This past week Michigan cleaned up a little mess in a state law it had on the books that prevented automakers from selling direct once the automaker had established dealerships. The mess was that for a long time nobody figured any new automakers could possibly come into existence. Well, Tesla did, and its direct sales model was an advantage that the established automakers figured needed a little smack-down. So they changed the law to simply say that no automaker can sell direct. To make matters worse, John McElroy of AutolineTv reports Elon Musk has said to him in an interview “We may need a hybrid system, with a combination of our own stores and some dealer franchises.” The horror. Tesla Evangelists cried foul (again) and have been stamping their feet and bellowing on every blog and forum. They should be rejoicing.
Tesla's Direct Service Model Won’t Work In Six Years
In a few years Tesla promises to be selling about 500,000 cars per year. Let’s for the sake of argument say that Tesla does leap ahead of VW and Mazda in sales in that short span of time. Now let’s go further and consider the situation three years after that. Tesla will have 1,500,000 cars on the road. Cars that will hit potholes and need a wheel bearing. Cars that Tesla can sell service for (as it already does). How will Tesla service those vehicles? You can’t download a wheel-bearing, just like you cannot download a titanium debris shield.
In my state of Massachusetts there is one Tesla service center. Mass. had a slow start, but we are rich, and we are pro EV. We give away $2,500 for every EV purchased, and we are one of the eight cartel states forcing automakers to make EVs. The one Tesla service center in my state is in a place almost impossible to get to for most of the population. Tesla is going to need a lot more service locations if it plans to handle success. Does it have the capital to build and staff them all itself? Is that the best return on investment?
Tesla’s Sale Model Will Struggle With the Mass Market
Right now, affluent EV buyers, and those who want a Model S regardless of the financial sacrifice, are pretty happy to step up and pay full sticker price for one. They brag about it. They correctly point out that everyone hates negotiating to buy a car. They forget a couple things though. One thing they forget is that the only thing worse than negotiating for a car is paying full price. Anyone can do that now, on any model car, at any dealership in ‘Murica. They also forget that Saturn did this one-price thing and it became know that Saturn had a higher profit per vehicle than other GM brands selling similar equipment. The myth that the consumer wins when she pays full price won’t work when people living week to week start shopping for Teslas. They will be comparison shopping Leafs, Volts, BMW i3s, Camry Hybrids, and other vehicles already in or near the price range Tesla says is the place it plans to sell a half-million cars per year.

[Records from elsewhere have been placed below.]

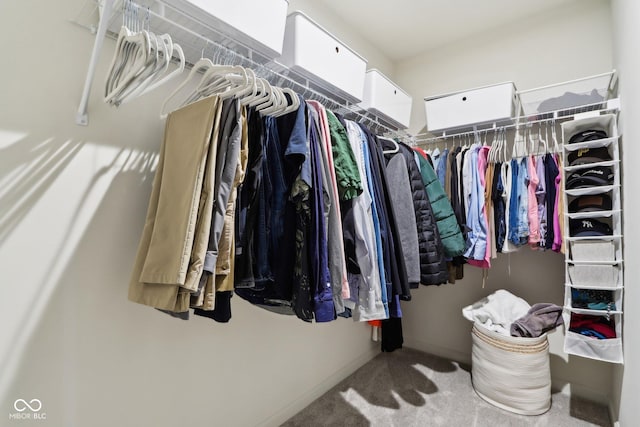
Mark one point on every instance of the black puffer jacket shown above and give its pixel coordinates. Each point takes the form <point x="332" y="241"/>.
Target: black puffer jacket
<point x="433" y="265"/>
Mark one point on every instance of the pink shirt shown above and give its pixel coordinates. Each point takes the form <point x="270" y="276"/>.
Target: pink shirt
<point x="483" y="154"/>
<point x="532" y="213"/>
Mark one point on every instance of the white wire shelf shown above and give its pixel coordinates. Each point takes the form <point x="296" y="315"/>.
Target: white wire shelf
<point x="198" y="40"/>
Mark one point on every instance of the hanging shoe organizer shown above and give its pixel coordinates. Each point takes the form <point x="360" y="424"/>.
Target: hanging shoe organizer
<point x="593" y="223"/>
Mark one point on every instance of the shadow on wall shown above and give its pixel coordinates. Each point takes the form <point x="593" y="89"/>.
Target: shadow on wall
<point x="107" y="181"/>
<point x="580" y="408"/>
<point x="391" y="383"/>
<point x="28" y="168"/>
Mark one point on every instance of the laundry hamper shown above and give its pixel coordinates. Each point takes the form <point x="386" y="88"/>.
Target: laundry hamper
<point x="511" y="373"/>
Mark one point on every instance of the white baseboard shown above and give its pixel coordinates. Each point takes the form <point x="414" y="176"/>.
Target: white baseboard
<point x="286" y="412"/>
<point x="570" y="387"/>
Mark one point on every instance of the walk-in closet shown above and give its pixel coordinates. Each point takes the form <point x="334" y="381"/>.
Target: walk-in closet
<point x="301" y="212"/>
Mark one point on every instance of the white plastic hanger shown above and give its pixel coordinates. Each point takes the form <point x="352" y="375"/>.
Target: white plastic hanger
<point x="395" y="149"/>
<point x="202" y="64"/>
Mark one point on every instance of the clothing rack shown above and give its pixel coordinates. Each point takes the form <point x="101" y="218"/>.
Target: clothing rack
<point x="547" y="118"/>
<point x="199" y="40"/>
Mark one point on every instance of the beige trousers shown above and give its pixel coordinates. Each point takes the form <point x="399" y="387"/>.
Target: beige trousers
<point x="174" y="239"/>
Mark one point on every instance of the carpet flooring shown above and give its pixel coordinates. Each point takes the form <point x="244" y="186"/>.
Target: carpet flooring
<point x="409" y="388"/>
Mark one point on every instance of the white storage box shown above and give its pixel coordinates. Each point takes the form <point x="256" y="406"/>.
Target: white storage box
<point x="257" y="24"/>
<point x="592" y="250"/>
<point x="608" y="350"/>
<point x="315" y="53"/>
<point x="511" y="373"/>
<point x="489" y="104"/>
<point x="384" y="98"/>
<point x="591" y="275"/>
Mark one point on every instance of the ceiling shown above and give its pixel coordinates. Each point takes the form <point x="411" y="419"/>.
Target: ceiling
<point x="400" y="29"/>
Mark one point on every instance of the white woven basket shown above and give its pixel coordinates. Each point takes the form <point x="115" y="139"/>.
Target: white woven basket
<point x="511" y="373"/>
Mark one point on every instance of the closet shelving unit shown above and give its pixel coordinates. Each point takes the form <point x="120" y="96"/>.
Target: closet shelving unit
<point x="530" y="110"/>
<point x="199" y="39"/>
<point x="594" y="263"/>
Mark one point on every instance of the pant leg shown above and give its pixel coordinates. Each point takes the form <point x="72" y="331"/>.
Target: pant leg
<point x="179" y="196"/>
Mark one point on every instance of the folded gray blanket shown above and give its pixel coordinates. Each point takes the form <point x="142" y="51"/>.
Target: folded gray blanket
<point x="540" y="318"/>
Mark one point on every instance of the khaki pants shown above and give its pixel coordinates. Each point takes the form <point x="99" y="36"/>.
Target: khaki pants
<point x="174" y="239"/>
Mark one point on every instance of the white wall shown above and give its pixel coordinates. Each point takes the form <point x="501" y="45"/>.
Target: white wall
<point x="626" y="387"/>
<point x="72" y="205"/>
<point x="336" y="26"/>
<point x="572" y="41"/>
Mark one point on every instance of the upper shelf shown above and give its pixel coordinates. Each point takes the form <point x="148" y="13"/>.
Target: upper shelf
<point x="569" y="97"/>
<point x="206" y="39"/>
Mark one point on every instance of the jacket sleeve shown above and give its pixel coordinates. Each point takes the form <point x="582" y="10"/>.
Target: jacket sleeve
<point x="446" y="221"/>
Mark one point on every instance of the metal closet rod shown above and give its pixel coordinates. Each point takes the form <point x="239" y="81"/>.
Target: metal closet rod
<point x="557" y="116"/>
<point x="275" y="77"/>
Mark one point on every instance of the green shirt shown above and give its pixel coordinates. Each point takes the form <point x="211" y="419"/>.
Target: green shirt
<point x="344" y="161"/>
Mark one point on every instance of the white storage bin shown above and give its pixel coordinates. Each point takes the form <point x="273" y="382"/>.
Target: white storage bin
<point x="607" y="296"/>
<point x="511" y="373"/>
<point x="591" y="275"/>
<point x="257" y="24"/>
<point x="315" y="53"/>
<point x="384" y="98"/>
<point x="592" y="250"/>
<point x="608" y="350"/>
<point x="489" y="104"/>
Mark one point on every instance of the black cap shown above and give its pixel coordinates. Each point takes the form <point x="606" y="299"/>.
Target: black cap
<point x="588" y="135"/>
<point x="591" y="203"/>
<point x="586" y="227"/>
<point x="588" y="155"/>
<point x="591" y="177"/>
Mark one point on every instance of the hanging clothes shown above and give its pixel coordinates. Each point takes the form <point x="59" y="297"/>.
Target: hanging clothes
<point x="172" y="249"/>
<point x="365" y="285"/>
<point x="402" y="205"/>
<point x="447" y="225"/>
<point x="433" y="265"/>
<point x="333" y="220"/>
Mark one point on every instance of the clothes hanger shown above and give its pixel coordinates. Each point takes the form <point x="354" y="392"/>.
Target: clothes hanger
<point x="541" y="140"/>
<point x="264" y="93"/>
<point x="293" y="105"/>
<point x="201" y="64"/>
<point x="141" y="60"/>
<point x="395" y="149"/>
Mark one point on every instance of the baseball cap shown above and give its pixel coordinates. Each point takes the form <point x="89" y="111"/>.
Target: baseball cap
<point x="588" y="155"/>
<point x="587" y="227"/>
<point x="591" y="177"/>
<point x="591" y="203"/>
<point x="588" y="135"/>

Tesla Will Need To Pull Out Cash
One reason dealers are helpful to automakers is that they hold inventory. The way this happens is insanely complicated. However, both parties benefit. The automakers call a “sale” the transaction that occurs when a car is shipped to a dealer. They show that revenue on their books. Dealers know they have 30 to 90 days to pay for the car, so they can be selling what they stock with no capital outlay. Neat trick. Tesla will want badly to do this if it starts selling 500,000 cars per year. Its alternative to actually have to sell the cars itself. Mainstream cars sit for a while. Some sit for months on lots. Tesla is not going to want to have that cash tied up. Dealers solve this issue.
Many Small Things
Dealers rightfully have a bad reputation. They do things we all hate. Dealer documentation fees, bait and switch, the dreaded “after-salesman” that sells grandma a service plan she won’t live to use. Worse, the sales staff doesn’t know its product, nor are they allowed to actually sell anything “Let me go talk to my manager.” On the service side they invent maintenance not found in your owner’s manual (nitrogen in tires, transmission flushes). However, they do one thing Tesla is already struggling with.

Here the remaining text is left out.